Bayan Hastalıkları ve Doğum Uzmanı Doç. Dr. Mesut Polat, rahim kanserinin 60-61 yaş ortasındaki bayanlarda daha sık görüldüğünü söyleyerek menopoz sonrası meydana gelen kanamanın rahim kanserinin habercisi olabileceği ihtarında bulundu.
Ataşehir Hastanesi Bayan Hastalıkları ve Doğum Kısmı’ndan Doç. Dr. Mesut Polat, rahim kanseri ve korunma yolları üzerine bir toplantı gerçekleştirdi. Doç. Dr. Polat, toplantı sonrasında yaptığı açıklamada, endometrium olarak bilinen rahim iç katmanının olağandışı bir biçimde çoğalmasıyla rahim kanserinin ortaya çıktığını söyleyerek, belirtileri, risk faktörleri ve tedavisi hakkında bilgi verdi.
Östrojen hormonun fazla salgılanmasının rahim kanseri riskini artırdığını aktaran Doç. Dr. Mesut Polat, “Hormonun salgılanmasına bağlı olarak endometrium tabakası aşırı kalınlaşıyor ve kendini kanamayla aşikâr ediyor. Kanama nedeniyle yapılan biyopsi ile tanısı konularak tedavisi düzenleniyor” dedi.
MENOPOZ SONRASI KANAMAYA DİKKAT
Rahim kanserlerinin görülme yaşının 60-61 olduğunu belirten Doç. Dr. Polat, “Menopozdan sonra meydana gelen kanamalar aksi ispat edilene kadar rahim kanseri olarak bedellendiriliyor. Lakin menopoz sonrası kanamaların yalnızca yüzde 10’u rahim kanseridir. Rahim kanserlerinin yüzde 5’i ise 40 yaşın altındaki bayanlarda görülüyor” diye konuştu.
“ANORMAL VE SİSTEMSİZ KANAMALARI DİKKATE ALIN”
Erken teşhisin değerli olduğunu vurgulayan Doç. Dr. Polat, rahim kanserinin aşikâr bir tarama programı olmadığını söyleyerek menopozda meydana gelen her kanamada bayanların doktora başvurması gerektiğini lisana getirdi. Doç. Dr. Polat, “Menopozda olmayan bayanların yaşadığı olağandışı, sistemsiz, şiddetli kanamalar da kesinlikle dikkate alınmalıdır. Ailesinde kanser hikayesi olanlar da her kanamayı önemseyerek doktora başvurmalıdır” diye konuştu.
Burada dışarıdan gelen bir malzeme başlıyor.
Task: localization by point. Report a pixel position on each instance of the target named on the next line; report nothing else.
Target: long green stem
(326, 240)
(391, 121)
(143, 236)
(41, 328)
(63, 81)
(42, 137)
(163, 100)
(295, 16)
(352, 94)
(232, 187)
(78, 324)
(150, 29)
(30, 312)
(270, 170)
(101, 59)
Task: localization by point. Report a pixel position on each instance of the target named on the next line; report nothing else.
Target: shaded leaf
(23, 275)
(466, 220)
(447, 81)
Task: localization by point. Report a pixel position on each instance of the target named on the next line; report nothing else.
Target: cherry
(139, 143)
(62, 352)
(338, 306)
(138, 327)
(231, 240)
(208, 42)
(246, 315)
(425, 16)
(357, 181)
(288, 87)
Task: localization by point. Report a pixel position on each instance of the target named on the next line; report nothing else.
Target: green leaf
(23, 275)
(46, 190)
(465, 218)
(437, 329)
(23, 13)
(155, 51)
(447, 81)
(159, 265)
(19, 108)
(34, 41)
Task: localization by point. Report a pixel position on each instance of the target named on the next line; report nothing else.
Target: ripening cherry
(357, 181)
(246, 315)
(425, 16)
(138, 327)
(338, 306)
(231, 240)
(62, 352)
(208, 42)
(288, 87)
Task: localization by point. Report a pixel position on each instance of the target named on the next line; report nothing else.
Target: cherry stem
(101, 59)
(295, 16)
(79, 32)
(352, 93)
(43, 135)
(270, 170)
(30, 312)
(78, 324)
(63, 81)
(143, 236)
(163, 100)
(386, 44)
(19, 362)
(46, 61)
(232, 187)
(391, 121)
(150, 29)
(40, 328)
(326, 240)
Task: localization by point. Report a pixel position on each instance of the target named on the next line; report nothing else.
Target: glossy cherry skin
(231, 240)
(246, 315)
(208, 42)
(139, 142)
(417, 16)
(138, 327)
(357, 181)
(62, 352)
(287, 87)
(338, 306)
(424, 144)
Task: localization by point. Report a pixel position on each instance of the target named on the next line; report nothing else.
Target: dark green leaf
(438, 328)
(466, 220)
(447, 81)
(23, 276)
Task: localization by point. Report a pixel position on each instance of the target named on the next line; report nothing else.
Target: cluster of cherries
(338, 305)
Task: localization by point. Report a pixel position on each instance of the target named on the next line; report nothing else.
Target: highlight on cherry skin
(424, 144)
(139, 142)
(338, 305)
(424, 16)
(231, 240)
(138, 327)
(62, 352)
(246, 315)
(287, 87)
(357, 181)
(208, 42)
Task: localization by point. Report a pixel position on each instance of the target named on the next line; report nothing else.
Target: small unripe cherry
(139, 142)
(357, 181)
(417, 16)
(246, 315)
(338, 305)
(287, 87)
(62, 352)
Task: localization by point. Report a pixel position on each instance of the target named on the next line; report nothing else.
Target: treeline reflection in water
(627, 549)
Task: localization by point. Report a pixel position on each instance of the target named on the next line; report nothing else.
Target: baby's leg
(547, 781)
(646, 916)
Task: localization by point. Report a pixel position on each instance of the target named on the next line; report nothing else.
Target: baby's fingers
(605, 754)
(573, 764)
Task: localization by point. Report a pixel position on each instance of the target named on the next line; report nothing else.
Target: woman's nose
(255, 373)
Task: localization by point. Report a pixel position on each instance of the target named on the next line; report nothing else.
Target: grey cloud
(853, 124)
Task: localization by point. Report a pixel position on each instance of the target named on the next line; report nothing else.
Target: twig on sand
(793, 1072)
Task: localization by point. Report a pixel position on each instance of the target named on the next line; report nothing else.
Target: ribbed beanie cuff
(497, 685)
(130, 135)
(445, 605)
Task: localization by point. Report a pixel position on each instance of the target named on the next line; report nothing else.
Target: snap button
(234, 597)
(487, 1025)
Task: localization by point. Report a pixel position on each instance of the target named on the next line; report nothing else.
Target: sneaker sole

Tedavinin genelde cerrahi metotlarla yapıldığını söyleyen Doç. Dr. Polat, hastanın genel sıhhat durumuna nazaran tedavinin çeşitlendiğini aktardı. Ameliyatla rahmin, yumurtalıkların ve tüplerin alınması gerektiğini belirten Doç. Dr. Polat, bu ameliyatların açık, laparoskopik ve robotik olarak gerçekleştirebileceğini söyleyerek ameliyat tipinin hastaya ve kanserin evresine göre şekillendiğini söz etti.
KİMLER RİSK ALTINDA?
Jinekolojik kanser çeşitleri ortasında rahim kanserinin Türkiye’de en sık görülen kanser olduğunu lisana getiren Doç. Dr. Polat, “Kadınlarda görülen kanserler içerisinde ise 7’nci sırada yer alıyor. Obezite, rahim kanserine yakalanmada en kıymetli risk faktörüdür. Ailede, kolon ve rahim kanseri hikayesi varsa, beden kitle endeksi yüksekse, erken adet görme, geç menapoz, hiç doğum yapmamış olmak yumurtalıklarında Polikistik Over Sendromu olanlar risk altındadır” dedi.
ÖNEMLİ RİSK OBEZİTE
Obezitenin rahim kanseri riskini 2-3 kat artırdığını söyleyen Doç. Dr. Mesut Polat, “Vücut kitle endeksi 35-40’ın üzerinde olan insanlarda rahim kanseri riski artıyor. Obezite rahim kanseri riskini 2-3 kat artırıyor. Erken regl olma, geç menopoza girme, hiç doğum yapmamak, göğüs kanseri nedeniyle tamoksifen kümesi ilaç kullanan bayanlarda rahim kanseri riski artmaktadır. Hiç çocuk sahibi olmamak rahmin östrojenle olan yükünü artırdığı için risklidir” diye konuştu??.